Her claim. Nice lingo. “So did your man find her?”
Kierce kept his eyes fixed on the road. “Let me ask you a question first.”
She didn’t like that reply. “Okay.”
“During this altercation,” he began, speaking with more care now, “did you threaten or choke Isabella Mendez?”
“Is that what she told you?”
“It’s a simple question.”
“No, I did not.”
“You didn’t touch her?”
“I may have touched, but—”
“May have?”
“Come on, Detective. I may have touched her to get her attention. The way two women might.”
“Two women.” He almost smiled. “So now you’re playing the woman card with me?”
“I didn’t hurt her or anything.”
“Did you grab her?”
Maya saw where this was going. “So your man found her?”
“He did.”
“And she, what, claimed that she pepper-sprayed me in self-defense?”
“Something like that. She said that you were acting irrationally.”
“In what way?”
“She said you were ranting about seeing Joe on a video.”
Maya tried to think how to play this. “What else did she say?”
“She said that you scared her. She said that you grabbed her by the shirt, near the throat, in a threatening manner.”
“I see.”
“Is she telling the truth?”
“Did she mention that I played the video for her?”
“Yes.”
“And?”
“She said the screen was blank.”
“Wow,” Maya said.
“She said that she worried you were delusional. She said that you served in the military and that you often carry a gun. She said when you add all that up—your background, your ranting, your delusions, your assault of her first—”
“Assault?”
“By your own admission, Maya, you touched her.”
She frowned but kept still.
“Isabella said that she felt threatened, so she used the pepper spray and ran.”
“Did your man ask about the missing SD card?”
“He did.”
“Let me guess. She didn’t take it and knows nothing about it.”
“Bingo,” Kierce said. He hit the turn signal. “Do you still want to press charges?”
But Maya could see how this would play out. A gun nut with a controversial past in the military screams about her murdered husband playing with their daughter on a video, grabs the nanny by the lapels—and then accuses the nanny of, what, unjustified use of pepper spray? Oh, and stealing the video of her dead husband.
Yeah, that’ll play.
“Not now,” Maya said.
*
Kierce dropped her off at the house. He promised to stay in touch about any new developments. Maya thanked him. She debated picking up Lily at day care, but after one quick look at her new phone app—it was story time, and even from the odd angle of the camera, Maya could see that Lily was riveted—she decided that it could wait.
Dozens of messages and texts were on her phone, all from Joe’s family. Oh, damn. She had missed the reading of the will. She didn’t much care for her own sake, but Joe’s family must have been livid. She picked up the phone and called Joe’s mother.
Judith picked up the phone on the first ring. “Maya?”
“I’m sorry about today.”
“Are you okay?”
“I’m fine,” Maya said.
“And Lily?”
“Fine too. Something came up. I didn’t mean to worry you.”
“Something came up more important than—”
“The police found the shooters,” Maya interrupted. “They needed me to identify them.”
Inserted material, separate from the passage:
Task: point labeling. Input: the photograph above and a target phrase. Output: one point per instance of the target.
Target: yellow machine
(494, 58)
Maya heard Judith gasp. “Were you able to?”
“Yes.”
“So they’re in jail? It’s over?”
“It’s more complicated than that,” Maya said. “Right now, they don’t have enough to hold them.”
“I don’t understand.”
“They wore ski masks, so I never saw their faces. Build and clothing isn’t enough.”
“So . . . so they just let them go? The two men who killed my son are free to walk the streets?”
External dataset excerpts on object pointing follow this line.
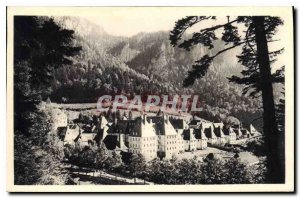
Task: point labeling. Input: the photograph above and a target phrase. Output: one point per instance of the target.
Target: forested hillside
(147, 63)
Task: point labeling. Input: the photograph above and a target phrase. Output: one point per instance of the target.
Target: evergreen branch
(217, 26)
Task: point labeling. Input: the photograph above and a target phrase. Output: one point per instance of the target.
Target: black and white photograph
(150, 99)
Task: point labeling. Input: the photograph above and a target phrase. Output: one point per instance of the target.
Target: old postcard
(150, 99)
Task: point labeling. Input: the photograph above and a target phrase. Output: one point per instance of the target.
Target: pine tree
(40, 46)
(257, 77)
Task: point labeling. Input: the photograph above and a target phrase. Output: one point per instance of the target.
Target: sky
(130, 21)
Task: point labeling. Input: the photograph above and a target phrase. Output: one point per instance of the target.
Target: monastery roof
(188, 134)
(199, 134)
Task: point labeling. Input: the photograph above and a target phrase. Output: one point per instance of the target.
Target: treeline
(209, 170)
(40, 47)
(38, 156)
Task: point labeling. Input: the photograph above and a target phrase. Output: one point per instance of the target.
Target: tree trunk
(275, 152)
“They have one on a weapons charge. Like I said, it’s complicated.”
“Maybe we can talk about it when you come by tomorrow morning? Heather Howell felt it best if we wait until all parties are present before we read the will.”
Heather Howell was the family attorney. Maya said her good-byes, hung up, and stared at her kitchen. Everything was sleek and new, and God, she missed that old Formica kitchen table in Brooklyn.
What the hell was she doing in this house? She had never belonged here.
She walked over to the nanny cam picture frame. Maybe the SD card was still inside it. Maya couldn’t imagine how that would happen, but she was pretty much open to any interpretation. Had she really seen Joe on that video cam? No. Could he somehow still be alive? No. Had she imagined the whole thing?